Culture  Catering to all

With wide-reaching distribution, Montreal food banks do it differently

Montreal’s food banks play a crucial role in helping a diverse group of people feed themselves.  MultiCaf and the NDG Food Depot are two such spaces, both providing aid in various forms to people residing in their respective neighborhoods.

MultiCaf, a food resource that services residents of Côte-des-Neiges and several surrounding neighbourhoods, runs multiple programs aimed at feeding a variety of people.  MultiCaf runs a food bank, a community centre, a Meals on Wheels program, and a low-priced cafeteria, all of which operate out of a single building on Appleton Avenue.  The cafeteria serves a free breakfast and charges $1.50 for lunch.  Frequent visitors can purchase a $25 card for twenty lunches.  The cafeteria serves 260 meals per day, five days a week.  However, for many, MultiCaf is more than just a food resource.  Visitors often come for the free breakfast, stay for lunch and to socialize in the cafeteria, and use other resources that the centre provides, including a computer room.

While some food banks require their visitors to provide proof of income, proof of residence is the only qualification for visitors acquiring food from the NDG Food Depot or MultiCaf.  Katy Cavanaugh, the administrative assistant at MultiCaf, pointed out that certain factors that may be used to judge eligibility, such as whether a person is employed, are often an improper indicator of need. “It’s hard to judge, because what if you have a couple, both working minimum wage, living in an $800 a month apartment with three kids, and they can’t make ends meet?  I mean, they’re working,” she said.

One MultiCaf visitor, who chose to remain anonymous, has been using the food bank and cafeteria services for the past two years.  Without enough money to pay bills for dental surgery following a car accident, she was forced to begin visiting MultiCaf.  She admitted that she never expected to become a food bank visitor, having earned her undergraduate degree at Concordia and spent years working for a lawyer.  “I would never have thought when I was making my fancy salary a few years ago that I would need a place like this, but I do,” she said.

Another MultiCaf visitor, Merle Reisler, has been coming to the centre for the past 30 years.  “I’m the founding mother of MultiCaf,” she said.  “I like the whole concept.  I wish there were more of them, but there aren’t.”

The MultiCaf food bank distributes food baskets three days a week.  Visitors receive several bags of goods: bread, fruit and vegetables, canned goods, and dry goods.  In addition to food items, MultiCaf distributes bags containing household necessities such as toilet paper.  Seven hundred families visit the food bank a month, and the size of a food basket depends on the number of people in the household.

Visitors to the food bank do not fit any single profile, and include recent immigrants, people living on minimum wage, students on loans or bursaries, and retirees whose pensions do not cover the cost of food and other necessities.
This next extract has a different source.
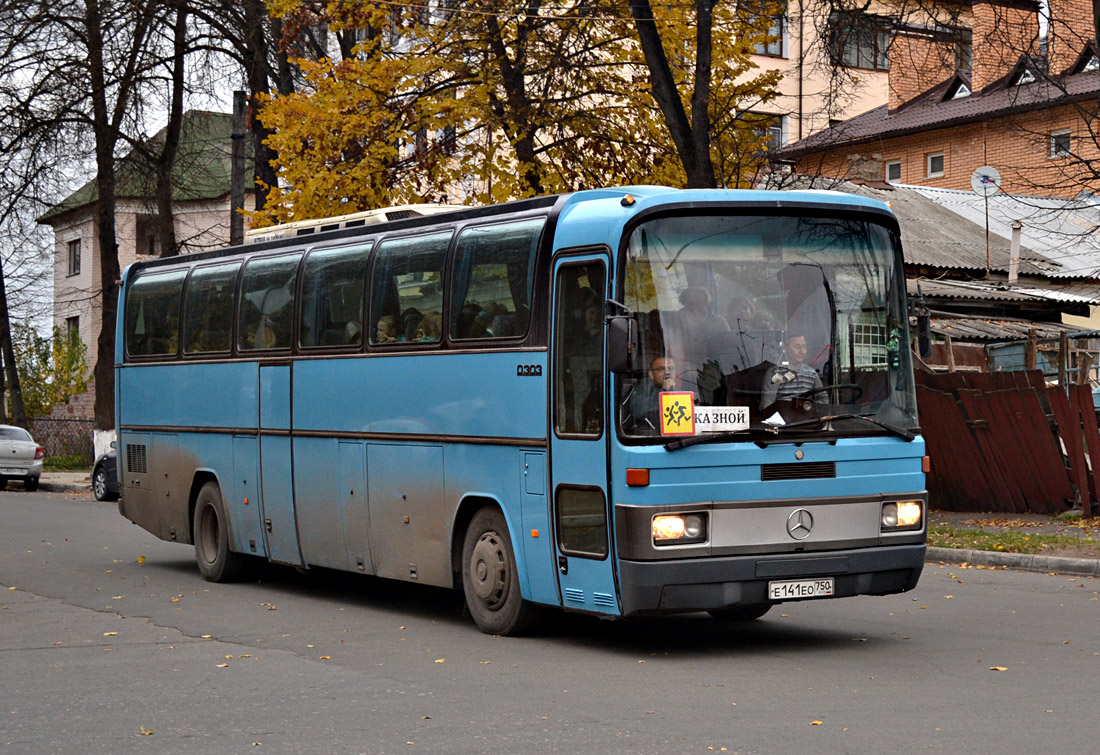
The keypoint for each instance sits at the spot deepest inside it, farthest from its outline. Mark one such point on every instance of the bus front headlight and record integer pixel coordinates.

They also include a wide range of ages. In fact, a third of the people benefitting from MultiCaf food baskets are under the age of 18. “It’s a mix of homeless, temporarily low income and permanently low income,” said Cavanaugh. “We see people with doctorates that come here.”

The NDG Food Depot also provides varying levels of assistance to its visitors.  “For some it exists when times get tough and a little food assistance is all they need, for others it is a lifeline that has been a regular part of their lives for years,” said Mathieu Forget, the intake coordinator. Forget believes that the Depot’s commitment to providing healthy food sets it apart from other Montreal food banks. Food baskets are pre-approved by a dietician, and are aimed at providing an adequate amount of vitamins and nutrients to the consumer.

“We make sure to have fresh produce year round, and put aside a fraction of our annual budget to ensure items such as milk, tuna fish, and eggs are included in every basket, since these items are rarely donated in sufficient quantities,” Forget said.  In addition, the Depot offers food baskets specific to people with dietary restrictions and preferences, including halal, kosher, and vegan.

Both the Depot and MultiCaf reduce food waste by collecting food that would be disposed of otherwise. MultiCaf receives day-old bread from neighbourhood bakeries, as well as food items with superficial flaws that are often deemed unsuitable by food sellers, such as dented cans.  Fruit and vegetable vendors contribute produce that is a day old but still in fine condition.  MultiCaf also receives goods from large corporations such as Kraft, through the charity Moisson Montréal. Other food items come from food drives. Every day, MultiCaf staff visit local hospitals and pick up food that is left over from the previous day.  This food is served at the centre’s cafeteria, and the cafeteria food that is left at the end of the week is given to visitors for free.  Many visitors bring Tupperware containers and eat this food over the weekend.